Elon Musk sued OpenAI, the business that makes ChatGPTs, and its CEO, Sam Altman, among other people, claiming that they had forsaken the company’s initial goal of creating artificial intelligence for the good of humanity rather than for financial gain.
According to the late-night complaint, Musk was initially approached by Altman and OpenAI cofounder Greg Brockman to create an open-source, nonprofit organization.
Attorneys for Musk said in the San Francisco-filed complaint that the Microsoft-backed company’s emphasis on profit-making violated the terms of their agreement. The company’s most sophisticated AI model, GPT-4, was designed and maintained “a complete secret,” they continued.
Requests for comment from Reuters were not immediately answered by Musk, Microsoft, or OpenAI.
Musk left the board of OpenAI in 2018 after cofounding the company in 2015. In October 2022, he acquired Twitter for $44 billion. He is also the owner of SpaceX, a rocketry company, and Tesla, an electric car manufacturer.
The previous board of OpenAI dismissed serial entrepreneur Altman last year, citing the company’s efforts to uphold its goal of creating AI that advances humankind.
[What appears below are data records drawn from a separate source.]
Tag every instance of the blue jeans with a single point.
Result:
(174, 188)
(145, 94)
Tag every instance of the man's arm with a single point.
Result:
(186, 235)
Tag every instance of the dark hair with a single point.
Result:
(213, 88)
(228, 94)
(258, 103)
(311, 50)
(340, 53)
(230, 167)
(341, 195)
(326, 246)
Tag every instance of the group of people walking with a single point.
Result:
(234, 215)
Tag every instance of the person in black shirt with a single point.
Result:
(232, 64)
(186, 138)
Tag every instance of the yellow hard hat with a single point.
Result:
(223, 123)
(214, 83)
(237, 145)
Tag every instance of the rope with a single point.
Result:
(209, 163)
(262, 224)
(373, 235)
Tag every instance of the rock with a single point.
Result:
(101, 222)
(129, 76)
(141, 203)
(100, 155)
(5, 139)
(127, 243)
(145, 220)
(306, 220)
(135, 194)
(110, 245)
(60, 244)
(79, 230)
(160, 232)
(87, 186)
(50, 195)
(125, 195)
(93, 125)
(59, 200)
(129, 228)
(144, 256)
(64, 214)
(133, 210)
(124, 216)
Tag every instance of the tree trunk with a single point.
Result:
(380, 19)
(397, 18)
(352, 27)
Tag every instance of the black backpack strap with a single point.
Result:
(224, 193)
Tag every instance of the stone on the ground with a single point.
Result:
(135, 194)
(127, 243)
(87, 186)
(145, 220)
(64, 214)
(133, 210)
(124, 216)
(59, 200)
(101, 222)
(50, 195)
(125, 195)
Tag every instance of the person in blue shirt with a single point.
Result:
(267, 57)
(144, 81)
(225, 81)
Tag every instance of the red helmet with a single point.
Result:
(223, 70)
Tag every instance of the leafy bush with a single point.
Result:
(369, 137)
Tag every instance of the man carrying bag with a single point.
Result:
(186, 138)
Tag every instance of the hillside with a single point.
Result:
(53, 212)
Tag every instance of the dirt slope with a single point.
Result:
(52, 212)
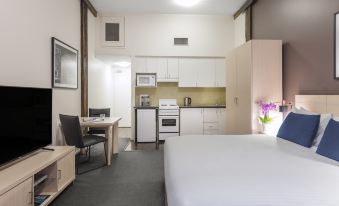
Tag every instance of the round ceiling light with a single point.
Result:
(187, 3)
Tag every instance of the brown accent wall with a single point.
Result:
(307, 30)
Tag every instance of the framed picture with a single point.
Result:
(113, 31)
(336, 45)
(64, 65)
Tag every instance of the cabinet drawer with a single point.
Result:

Altman returned to the company a few days later, this time with a new inaugural board.
March will see the appointment of multiple new board members for OpenAI, according to a Washington Post story published on Thursday.
After launching in November 2022, ChatGPT, an OpenAI chatbot, grew to become the fastest-growing software program globally in just six months. It also spurred the introduction of competing chatbots from Alphabet, Microsoft, and numerous startups that capitalized on the hype to raise billions of dollars in investment.
Since its release, ChatGPT has been used by businesses for a variety of activities, ranging from generating computer code to summarizing documents. This has caused a rush among Big Tech companies to release their own generative AI-based products.